This blog post is a parody/twist of Brad Feld‘s latest “Note to entrepreneurs: Your idea is not special“. I have rewritten his post as if he were a publisher or editor and talking about books:
Every day I get numerous emails from authors and author-wannabees describing their latest book.
Often these people think their idea is brand new…that no one has ever thought of it before. Other times they ask me to sign a non-disclosure agreement to protect their book idea. Occasionally the emails mysteriously allude to the book idea without really saying what it’s about.
These authors think their idea is special and magic. And they are wrong.
The great authors are already focused on the excellent writing and promotion of their book. They send me links to their website and excerpts. They describe the promotions they are in the process of creating (or have already created). They point me to what they’ve done to promote their book and show real fans who validate that the book is excellent.
King Arthur?
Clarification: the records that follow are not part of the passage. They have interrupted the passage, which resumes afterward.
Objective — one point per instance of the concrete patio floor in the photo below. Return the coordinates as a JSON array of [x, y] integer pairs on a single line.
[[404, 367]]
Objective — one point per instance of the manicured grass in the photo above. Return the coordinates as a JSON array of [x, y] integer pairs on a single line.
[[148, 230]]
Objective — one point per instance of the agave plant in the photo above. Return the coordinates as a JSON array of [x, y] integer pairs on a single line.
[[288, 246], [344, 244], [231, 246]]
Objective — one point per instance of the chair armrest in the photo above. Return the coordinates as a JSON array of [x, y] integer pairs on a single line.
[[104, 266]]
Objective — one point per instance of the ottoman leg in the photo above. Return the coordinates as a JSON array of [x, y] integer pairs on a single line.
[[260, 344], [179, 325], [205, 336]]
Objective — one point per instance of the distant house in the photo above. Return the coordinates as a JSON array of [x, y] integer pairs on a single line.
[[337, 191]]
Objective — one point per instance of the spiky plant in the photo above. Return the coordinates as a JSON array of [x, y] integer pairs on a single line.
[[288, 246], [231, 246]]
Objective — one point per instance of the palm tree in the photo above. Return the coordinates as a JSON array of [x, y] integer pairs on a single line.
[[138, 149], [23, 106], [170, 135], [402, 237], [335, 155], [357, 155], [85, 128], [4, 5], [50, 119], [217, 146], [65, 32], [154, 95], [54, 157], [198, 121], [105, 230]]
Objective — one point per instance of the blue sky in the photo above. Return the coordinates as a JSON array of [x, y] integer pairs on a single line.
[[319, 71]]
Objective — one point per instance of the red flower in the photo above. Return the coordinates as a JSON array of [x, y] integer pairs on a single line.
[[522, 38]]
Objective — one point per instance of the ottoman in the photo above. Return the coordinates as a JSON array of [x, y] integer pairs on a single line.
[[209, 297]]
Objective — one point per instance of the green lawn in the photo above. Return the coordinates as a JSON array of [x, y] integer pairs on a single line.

Not the first book about him. The guy gets the girl? Not the first romance. A book about growing up? It’s been done. Another world similar to but different from our own? That’s old. The list goes on.
The books and their subsequent series became great because of execution. First, they had to execute on writing a great book. Next, they had to execute on building a great way of promoting that book. Finally, they had to execute on extending, sustaining, and growing a great brand for the author.
Rinse and repeat, over and over again.
It’s awesome when an author is obsessed with his book idea. Every great book that I’m aware of came from an obsession with a book idea. But for every author that shifted the obsession with the book idea into an obsession with the execution of the book idea, I know many more authors who got stuck on the book idea, but never focused on building something from it.
Sure, they tried, but they didn’t obsess about it, pour all their energy into it, and most importantly get as many great people as they could on the journey with them.
I’m constantly looking for great authors who have amazing ideas. But I don’t value the ideas. I value the author’s execution of the ideas.
The point is that you, the author, can come up with bazillions of ideas for books—but it is ultimately the excellence of your writing and promotion that will win the day.
And for me this is encouraging, because King Arthur and Merlin have been written about so-so-so many times before. It can be done again.